Medium composition and the physical parameters affect the growth and enzyme production rate of the bacteria. Hence, there is an urgent need to improve enzyme productivity by optimizing physical factors and medium components required for the growth and utilization of bacteria at the industrial scale. Zhao et al. [29] and Prajapati et al. [30] reported similar studies on the enhancement in amylase production by Bacillus sp. using statistical tools. In our study, amylase yield was found to be influenced by optimizing pH, temperature, agitation and incubation period using BBD. A good correlation between the experimental and predicted values verified the model and established the existence of the optimal points. The minor differences between experimental and predicted results were due to the determination coefficients.
It is clear from the 3D response plot that the model predicts the optimum region for amylase production at more or less central values of the variables.
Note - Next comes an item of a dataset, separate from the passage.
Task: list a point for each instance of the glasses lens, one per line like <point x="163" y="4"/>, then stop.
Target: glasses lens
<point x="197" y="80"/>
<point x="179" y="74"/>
The elliptical nature of the 2D contour indicates significant interaction between the independent factors, whereas the circular contour plot predicts insignificant interaction between variables. The point of intersection between major and minor axes gives the value of maximum point [31]. The amylase production varied significantly upon changing the levels of independent variables required for the growth of Bacillus sp. Response surface optimization of the independent variables led to enhance amylase production by 1.5-fold compared to the OFAT method. The findings proved that there was only 6.3% variation between experimental and predicted amylase production by RSM using BBD method at run order No. 1. Similarly, a significant increase in the amylase production from Bacillus sp. has been reported by statistical optimization tools [32,33].
The optimum values of the selected variables for maximum biomass were analyzed using the response surface contour plot. The ranges of variables for maximum biomass yield showed agreement with the range of variables responsible for the enhancement in amylase production by Bacillus sp. The RSM statistical approach using BBD resulted in two-fold enhancement of biomass yield from Bacillus sp. and suggested further that the optimized variables using BBD could be selected as the best condition for the development of a cost-effective approach in order to enhance amylase production in Bacillus sp. Thus, RSM could be a very powerful tool for enhancing enzyme production, by optimizing the various independent factors involved in the fermentation process with minimum number of experimental trials. The present study and previous reports suggest that this mathematical approach can be widely utilized for modeling operational variables (both dependent and independent) in order to maximize the yield of various responses (Table 5).
In the current scenario, a large number of microorganism-derived amylases are available commercially on the market. These amylases are known for the replacement of chemical processes involved in starch hydrolysis. In spite of this, the applications of these enzymes are restricted due to their limited stability to extreme temperature and pH. In the present study, amylase obtained from Bacillus sp. was found to be not only thermo-stable, but also alkali-tolerant for a longer period. The amylases obtained from Bacillus sp. could be a better substitute for the existing enzymes on the market as they can be used in harsh industrial processes for commercialization. In fact, the thermo-stable characteristics of the present isolate provides superiority to the currently available amylases on the market due to the decreased risk of contamination and costs of the external cooling process. The high productivity over a shorter period and the long-term alkali-tolerant property of amylases obtained from Bacillus sp. could not only be utilized for vast commercialization but also for the conversion of a broadly varied starch feedstock in a cost-effective manner.

5. Conclusions

In the present study, Bacillus sp. from poultry source had been identified as potent producer of amylase with efficient yield in submerged fermentation process. The production of amylase was increased in shorter time interval by response surface methodology (RSM) using the Box-Behnken design (BBD). BBD established 1.5-fold and 2-fold enhancements in the amylase production and biomass yield respectively compared to non-optimized conditions by interacting with four different influencing variables: pH, temperature, agitation speed and incubation period. The crude enzyme showed stability at a wide range of temperature and pH with 51% and 66.13% of relative activity, respectively, indicating broad spectrum application of thermo-alkali-tolerant amylase in various industries. The designed model based upon the multi-variable analysis provides the strategy to produce amylase at a large scale from this strain. Further study is in progress to scale up enzyme production in a batch fermenter using BBD-optimized conditions.

Acknowledgments

This study was partially supported by Maulana Azad National Fellowship (F1-17.1/2015-16/MANF-2015-17-BIH-60730), University Grants Commission, Delhi, India.

Author Contributions

Ameer Khusro, Kaliyan Barathikannan and Chirom Aarti performed the experiments; Ameer Khusro and Chirom Aarti wrote the manuscript; Paul Agastian analyzed and verified the data.

Conflicts of Interest

The authors declare no conflict of interest.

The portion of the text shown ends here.